Jeffrey Gundlach

Jeffrey Gundlach is the cofounder, Chief Executive Officer and Chief Investment Officer of DoubleLine Capital LP, a Los Angeles-based asset manager. He was formerly associated with TCW, where he was Chief Investment Officer and head of fixed income activities. Mr. Gundlach is recognized worldwide as a leading expert in mortgage-backed securities and investment asset allocation. Morningstar has nominated Mr. Gundlach for Fixed Income Manager of the Year multiple times, and he won the award for 2006. In 2009, he was nominated by Morningstar for Fixed Income Manager of the Decade. In December 2009, Mr. Gundlach and his long-term colleague Philip Barach co-founded DoubleLine Capital with more than 40 financial professionals from their former firm. DoubleLine today employs 50 investment, client service and administrative personnel. The firm manages portfolios invested in mortgage-backed, government, corporate and emerging markets securities, with investor participation via separate accounts and mutual funds. Mr. Gundlach is lead manager of the DoubleLine Total Return Bond Fund (DLTNX/DBLTX) and the DoubleLine Core Fixed Income Fund (DLFNX/DBLFX).  

We spoke with Mr. Gundlach on August 31.

You recently reduced your position from “overweight” to “small underweight” in Treasury bonds, and you cited “divergent behavior across the yield curve.”  Can discuss that behavior and the rationale behind your move?

One of the things that I have learned during 25 years managing money – longer than that now – is to pay attention not only to what seems to be happening macro-economically, in terms of data releases, policy trends and the like, but also how the market is reacting.  I found that some of the most important turns in markets are accompanied by what we call “divergences in the market.”

For example, the Shanghai Index of Chinese stocks often now leads the United States stock market.  In April, when the Chinese stock market was dropping fairly persistently, the US stock market was going up and staying firm at the highs of the year.  That's what we call a divergence.  You have a market (the Shanghai Index) that was acting badly and has actually been the dominant market.  It signaled there could be weakness ahead.

When there is talk in markets about a trend – this is common in the currency and commodity markets – and people are repeating this trend as if it is gospel truth, that can fly in the face of easily identifiable facts.  That's something to take notice of. 
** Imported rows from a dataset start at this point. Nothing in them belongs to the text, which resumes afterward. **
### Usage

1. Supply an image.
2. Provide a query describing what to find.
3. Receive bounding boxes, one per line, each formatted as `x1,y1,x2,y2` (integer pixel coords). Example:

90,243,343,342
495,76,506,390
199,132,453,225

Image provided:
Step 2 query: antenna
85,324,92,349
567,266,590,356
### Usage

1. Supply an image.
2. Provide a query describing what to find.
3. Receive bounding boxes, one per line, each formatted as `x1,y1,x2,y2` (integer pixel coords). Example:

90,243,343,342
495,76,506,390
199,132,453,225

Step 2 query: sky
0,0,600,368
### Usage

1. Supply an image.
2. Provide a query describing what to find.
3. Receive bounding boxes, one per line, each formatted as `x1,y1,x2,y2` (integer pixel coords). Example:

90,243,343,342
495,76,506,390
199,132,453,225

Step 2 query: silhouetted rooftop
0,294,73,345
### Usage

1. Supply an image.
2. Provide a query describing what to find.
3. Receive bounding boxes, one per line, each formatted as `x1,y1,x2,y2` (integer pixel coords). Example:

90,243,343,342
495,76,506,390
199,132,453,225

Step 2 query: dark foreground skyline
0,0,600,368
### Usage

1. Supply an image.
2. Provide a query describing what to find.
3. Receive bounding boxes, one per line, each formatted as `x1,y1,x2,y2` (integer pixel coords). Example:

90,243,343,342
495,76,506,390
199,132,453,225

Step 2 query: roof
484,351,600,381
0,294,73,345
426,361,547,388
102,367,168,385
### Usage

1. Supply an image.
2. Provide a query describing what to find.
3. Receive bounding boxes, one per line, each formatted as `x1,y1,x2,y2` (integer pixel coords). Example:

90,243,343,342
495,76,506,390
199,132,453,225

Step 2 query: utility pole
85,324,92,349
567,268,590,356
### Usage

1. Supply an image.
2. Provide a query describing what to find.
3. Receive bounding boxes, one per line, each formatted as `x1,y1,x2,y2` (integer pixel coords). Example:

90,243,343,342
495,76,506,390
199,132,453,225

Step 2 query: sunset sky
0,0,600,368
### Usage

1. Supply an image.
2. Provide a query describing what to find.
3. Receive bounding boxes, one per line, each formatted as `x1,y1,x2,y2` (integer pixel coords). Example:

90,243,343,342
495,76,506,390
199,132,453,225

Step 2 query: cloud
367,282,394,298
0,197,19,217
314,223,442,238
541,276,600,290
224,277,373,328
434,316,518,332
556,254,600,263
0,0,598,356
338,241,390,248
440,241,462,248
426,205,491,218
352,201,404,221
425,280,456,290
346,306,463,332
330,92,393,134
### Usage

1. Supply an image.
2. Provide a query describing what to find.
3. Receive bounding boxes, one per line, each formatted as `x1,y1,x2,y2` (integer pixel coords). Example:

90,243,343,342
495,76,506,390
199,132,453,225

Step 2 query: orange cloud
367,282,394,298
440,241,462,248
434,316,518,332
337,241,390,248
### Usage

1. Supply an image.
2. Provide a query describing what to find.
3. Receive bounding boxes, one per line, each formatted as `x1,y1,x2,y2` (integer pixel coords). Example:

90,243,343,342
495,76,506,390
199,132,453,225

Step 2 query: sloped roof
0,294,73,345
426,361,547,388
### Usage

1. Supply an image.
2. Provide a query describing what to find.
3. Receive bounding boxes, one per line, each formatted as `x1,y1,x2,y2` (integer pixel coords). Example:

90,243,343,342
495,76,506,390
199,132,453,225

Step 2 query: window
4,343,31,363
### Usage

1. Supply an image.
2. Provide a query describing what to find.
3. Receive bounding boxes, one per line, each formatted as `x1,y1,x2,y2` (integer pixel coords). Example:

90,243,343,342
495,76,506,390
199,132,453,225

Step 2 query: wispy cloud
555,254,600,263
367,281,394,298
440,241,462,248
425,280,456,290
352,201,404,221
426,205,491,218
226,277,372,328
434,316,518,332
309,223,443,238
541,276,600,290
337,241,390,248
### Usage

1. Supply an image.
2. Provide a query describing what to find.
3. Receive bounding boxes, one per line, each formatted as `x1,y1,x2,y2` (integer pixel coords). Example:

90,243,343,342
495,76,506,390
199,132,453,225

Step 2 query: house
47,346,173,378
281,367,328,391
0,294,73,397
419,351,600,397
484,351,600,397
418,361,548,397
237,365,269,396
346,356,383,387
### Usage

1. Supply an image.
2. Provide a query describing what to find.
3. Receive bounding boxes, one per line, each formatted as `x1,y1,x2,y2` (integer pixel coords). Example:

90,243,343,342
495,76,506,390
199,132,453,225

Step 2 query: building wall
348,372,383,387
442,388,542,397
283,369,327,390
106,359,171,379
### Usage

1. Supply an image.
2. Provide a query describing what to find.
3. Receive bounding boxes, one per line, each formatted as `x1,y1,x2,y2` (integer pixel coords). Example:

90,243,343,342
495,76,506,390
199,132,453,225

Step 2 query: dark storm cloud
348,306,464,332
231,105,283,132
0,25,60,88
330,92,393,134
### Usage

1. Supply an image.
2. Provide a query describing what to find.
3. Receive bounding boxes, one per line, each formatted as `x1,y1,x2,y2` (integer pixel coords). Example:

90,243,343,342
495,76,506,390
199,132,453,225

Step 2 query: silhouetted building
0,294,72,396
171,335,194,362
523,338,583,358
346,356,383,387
For example, last fall you couldn't read a newspaper, listen to the radio, or watch CNBC without hearing somebody say the dollar is dropping.  The dollar is weak.  The dollar is pushing to new lows.  What was strange is that it wasn't true.  The dollar actually had gone to a low in the second quarter of 2008, and all through 2009 it stayed above that low.  You get this strange contradiction when people act like something is performing very badly – in this case, the dollar – but if you just look at the true nature of the market, you can see that’s not true.

Today that's true in the commodity markets with gold.  People are acting like gold is pounding out new highs every single day.  Yesterday it went up quite a lot.  People were saying, “look how well gold is doing.  Gold is the winning investment.”  But the truth is, gold is not higher than it was in June.  It's actually below its high in June.  That's something to watch out for.

What does this mean for the bond market?

I like to watch how different parts of the yield curve behave.  I'm not talking about short-term movements.  I'm talking about major changes.  The real orthodox low in bond yields occurred in late 2008.  The stock market crashed, and the economy was melting down.  The Fed responded with so-called quantitative easing, and started to buy Treasury bonds and mortgages.  There was a huge decline in bond yields in the second half of 2008 culminating at the end of December of 2008, when the two-year Treasury got all the way down to about 75 basis points.  The five-year Treasury got down to about 125 basis points, about a percent and a quarter yield.  The ten-year got down almost to 2%, to about 206 or 207 basis points.  The long bond, the 30-year Treasury got down to about 2.5%.

The market started to get better in 2009, as the “green shoot” mentality in response to the deficit spending propped up consumption and managed to normalize the markets a little bit.  This year we started to go down in yield with the recovery flagging. 

Now the two-year Treasury has gone down again in yield, and it has actually gone to a new low.  It went lower than that 75 basis point or so level seen in late 2008, and now it's down to about 50 basis points.  The five-year Treasury went almost all the way back down to where it was at what I call the orthodox low it made in December 2008, but it didn't actually match that low, and certainly didn't break through it.  Basically it met it.  The 10-year Treasury didn't even get really that close to its low in late 2008.  It got to about 2.4%, and the 30-year Treasury only got down to about 350 basis points, almost a full hundred basis points away from its low. 

That's a classic divergence where part of the yield curve, the one that is controlled by the Fed, goes down to a new low, but other parts of the market don't corroborate that type of activity.  The orthodox low in yields will ultimately prove to have come in late 2008.